Naissance et évolution des images mentales[modifier | modifier le code]

Durant toute notre vie, en partant probablement de la phase prénatale du fœtus, nos expériences vécues font naître une multitudes d’éléments de représentation mentale qui viennent construire dans notre esprit des images nouvelles, ou modifier, enrichir des images existantes[4]. Un réseau d’images est ainsi maintenu, chacune d’entre elles pouvant faire appel à d’autres. Certains enchaînements privilégiés forment de véritables méta-images dynamiques, à l’instar des chemins neuronaux à la base du fonctionnement cérébral de plus bas niveau.

Trois types d’expériences participent à ce processus :

  1. les perceptions par l’un ou plusieurs de nos cinq sens, en particulier la vue qui constitue le plus puissant, mais pas le seul, générateur d'images mentales. Certaines de ces perceptions et sensations sont subies, d’autres recherchées,
  2. l’imagination et la réflexion, sur lesquelles nous avons une certaine emprise,
  3. le rêve, les visions éveillées et hallucinations qui échappent à notre contrôle conscient et font émerger spontanément des images inédites.

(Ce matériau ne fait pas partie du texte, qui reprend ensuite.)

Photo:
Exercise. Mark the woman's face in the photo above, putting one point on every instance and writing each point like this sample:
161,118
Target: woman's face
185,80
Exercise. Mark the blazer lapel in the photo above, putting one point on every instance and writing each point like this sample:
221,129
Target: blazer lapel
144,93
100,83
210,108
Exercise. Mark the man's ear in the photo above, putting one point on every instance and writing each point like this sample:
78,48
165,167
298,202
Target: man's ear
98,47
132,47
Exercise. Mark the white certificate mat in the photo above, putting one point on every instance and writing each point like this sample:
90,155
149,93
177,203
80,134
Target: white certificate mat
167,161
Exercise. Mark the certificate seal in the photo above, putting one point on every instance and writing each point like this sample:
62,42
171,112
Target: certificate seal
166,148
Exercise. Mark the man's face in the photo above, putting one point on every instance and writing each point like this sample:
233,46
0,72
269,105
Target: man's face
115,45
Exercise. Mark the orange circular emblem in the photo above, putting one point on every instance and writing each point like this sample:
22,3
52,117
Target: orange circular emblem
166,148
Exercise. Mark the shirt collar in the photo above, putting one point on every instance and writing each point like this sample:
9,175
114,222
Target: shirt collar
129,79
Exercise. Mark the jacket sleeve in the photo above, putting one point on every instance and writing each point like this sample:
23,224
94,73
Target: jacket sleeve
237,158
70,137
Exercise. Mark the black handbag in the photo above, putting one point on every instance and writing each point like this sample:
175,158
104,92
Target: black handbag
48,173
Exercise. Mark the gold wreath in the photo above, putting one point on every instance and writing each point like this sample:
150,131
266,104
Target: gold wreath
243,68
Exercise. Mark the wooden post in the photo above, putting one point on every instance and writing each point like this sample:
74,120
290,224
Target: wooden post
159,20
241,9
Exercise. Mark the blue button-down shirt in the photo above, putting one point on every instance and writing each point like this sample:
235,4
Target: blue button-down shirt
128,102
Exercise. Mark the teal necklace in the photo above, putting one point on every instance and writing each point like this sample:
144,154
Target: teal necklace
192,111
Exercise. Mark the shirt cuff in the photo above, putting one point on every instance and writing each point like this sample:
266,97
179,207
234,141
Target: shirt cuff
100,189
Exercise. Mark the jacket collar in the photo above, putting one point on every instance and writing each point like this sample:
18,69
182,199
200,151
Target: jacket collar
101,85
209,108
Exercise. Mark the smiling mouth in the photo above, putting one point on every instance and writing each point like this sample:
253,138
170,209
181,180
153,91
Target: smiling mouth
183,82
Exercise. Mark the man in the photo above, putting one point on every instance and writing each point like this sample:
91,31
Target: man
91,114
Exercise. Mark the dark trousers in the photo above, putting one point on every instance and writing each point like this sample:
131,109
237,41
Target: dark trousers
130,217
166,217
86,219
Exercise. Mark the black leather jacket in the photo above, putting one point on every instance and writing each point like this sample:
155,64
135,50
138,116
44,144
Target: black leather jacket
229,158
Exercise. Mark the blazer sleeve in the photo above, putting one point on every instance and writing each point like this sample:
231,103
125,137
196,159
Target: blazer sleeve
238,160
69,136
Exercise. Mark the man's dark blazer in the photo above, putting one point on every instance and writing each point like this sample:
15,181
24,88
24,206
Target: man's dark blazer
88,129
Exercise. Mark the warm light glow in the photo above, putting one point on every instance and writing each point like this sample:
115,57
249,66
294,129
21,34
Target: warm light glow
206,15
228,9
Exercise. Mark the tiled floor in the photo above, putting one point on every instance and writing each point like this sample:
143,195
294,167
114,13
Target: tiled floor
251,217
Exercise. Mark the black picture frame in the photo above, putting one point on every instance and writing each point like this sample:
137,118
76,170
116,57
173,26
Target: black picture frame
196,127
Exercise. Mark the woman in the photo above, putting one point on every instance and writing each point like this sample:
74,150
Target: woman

Dans chacun de ces cas, le cerveau manipule des représentations mentales, les évalue, les compare, les associe, les combine, avec ou sans stimuli externes. Dans son fonctionnement normal (vs. pathologique), le cerveau cherche à maintenir un stock d’images qui lui permet de trouver des solutions efficaces aux situations présentes et anticipées. Ainsi, les stratégies cognitives, plus ou moins conscientes, privilégient l’évolution de nos représentations vers ce que nous croyons être la réalité et, dans les domaines artistiques et de l’imaginaire, les images sources de plaisir et de satisfaction, souvent volontairement dissociées de la réalité. Dans une boucle incessante, ces images, ainsi que leurs séquences, sont évaluées en fonction de leur efficacité à réaliser nos besoins et objectifs de toute nature, puis modifiées en conséquence. La psychologie cognitive s'intéresse aux opérations que peuvent subir les images mentales.

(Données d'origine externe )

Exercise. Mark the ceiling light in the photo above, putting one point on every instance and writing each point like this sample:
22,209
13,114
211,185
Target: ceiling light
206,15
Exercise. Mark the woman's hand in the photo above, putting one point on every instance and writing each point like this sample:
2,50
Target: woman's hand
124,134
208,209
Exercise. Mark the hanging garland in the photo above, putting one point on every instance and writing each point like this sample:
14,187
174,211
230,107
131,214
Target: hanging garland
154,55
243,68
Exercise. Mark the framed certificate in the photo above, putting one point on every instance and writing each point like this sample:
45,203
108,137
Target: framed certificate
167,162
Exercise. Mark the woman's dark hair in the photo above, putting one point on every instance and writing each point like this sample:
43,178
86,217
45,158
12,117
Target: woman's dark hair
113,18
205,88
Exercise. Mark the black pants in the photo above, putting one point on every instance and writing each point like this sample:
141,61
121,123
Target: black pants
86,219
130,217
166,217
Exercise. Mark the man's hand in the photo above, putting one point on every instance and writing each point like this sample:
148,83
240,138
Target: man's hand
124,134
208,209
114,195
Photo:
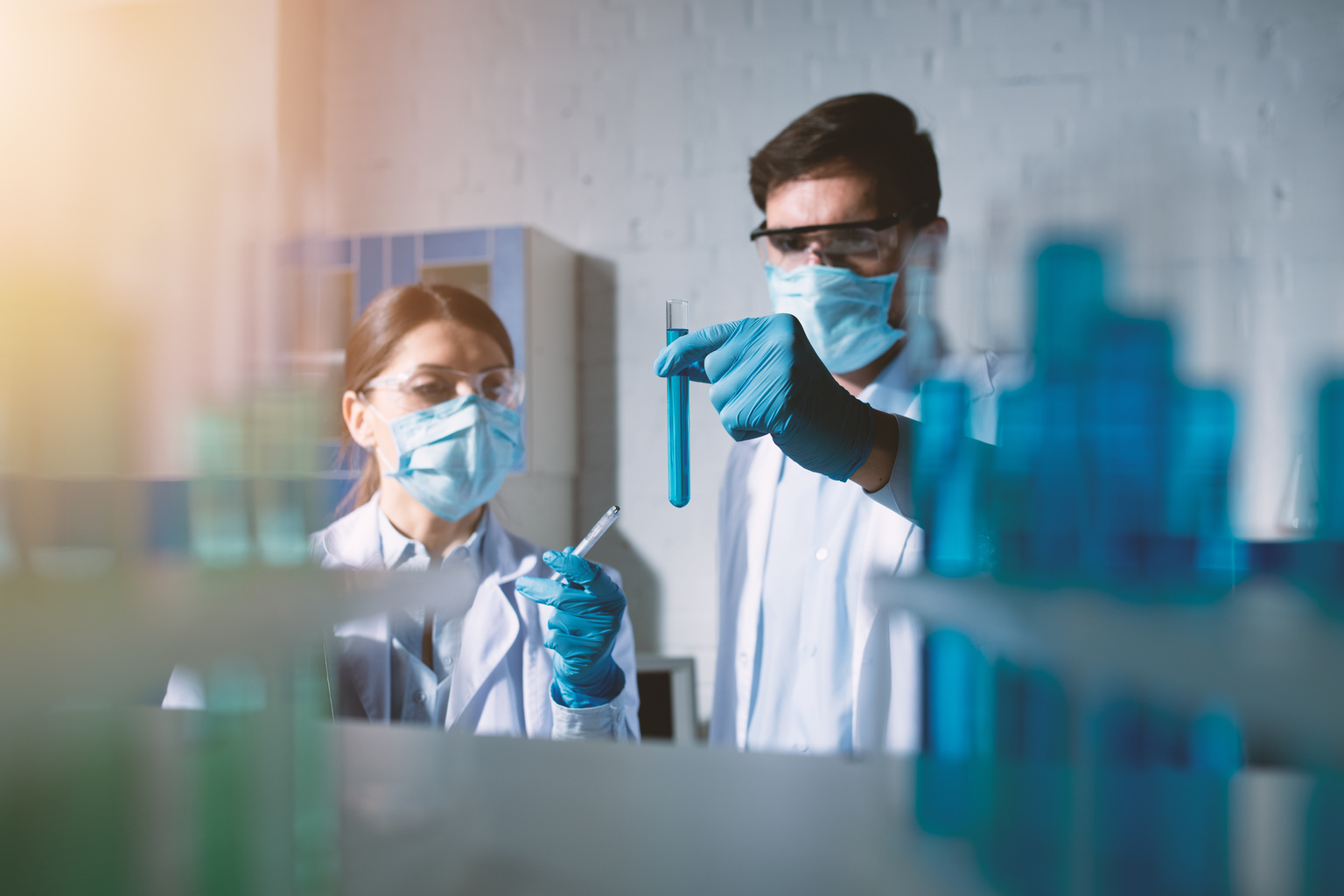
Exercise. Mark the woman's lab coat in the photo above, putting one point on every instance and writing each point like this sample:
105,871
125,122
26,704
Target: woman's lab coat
885,670
488,695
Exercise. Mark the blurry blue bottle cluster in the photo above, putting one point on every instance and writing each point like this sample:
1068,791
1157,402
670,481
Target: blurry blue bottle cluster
1000,768
1108,474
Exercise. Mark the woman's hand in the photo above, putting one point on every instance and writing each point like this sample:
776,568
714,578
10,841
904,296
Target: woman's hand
588,618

Approches philosophiques[modifier | modifier le code]

Le concept d’images mentales est central en philosophie classique et moderne, car indissociable de l’étude de la connaissance. Dans son livre VII de la République, Platon utilise la métaphore bien connue de prisonniers dans une caverne, enchaînés et immobilisés, qui tournent le dos à l'entrée et ne voient sur le mur qui leur font face que leurs ombres et celles projetées d'hommes et d'objets se déplaçant ou placés loin derrière eux. Cette métaphore expose en termes imagés le périlleux cheminement des hommes vers la connaissance de la réalité réduite dans l’esprit des êtres humains à des représentations construites à partir d’images simplifiées et déformées perçues par nos sens (C.f. Allégorie de la caverne). Platon évoque également la non moins difficile transmission des connaissances qui se heurte à l’aveuglement et à la laborieuse confrontation des représentations mentales issues d’expériences différentes.

Au XVIIIe siècle, George Berkeley a développé des idées semblables dans sa théorie de l’idéalisme. Selon Berkeley, la réalité n’existerait qu’à travers nos images mentales, celles-ci n’étant pas des représentations de réalité matérielle, mais la réalité elle-même. Cependant, Berkeley, a clairement distingué les images relatives à la connaissance du monde extérieur, des images issues de l'imagination individuelle, ces dernières ne faisant d'après lui pas partie de l’« imagerie mentale » au sens contemporain de cette expression[5],[6].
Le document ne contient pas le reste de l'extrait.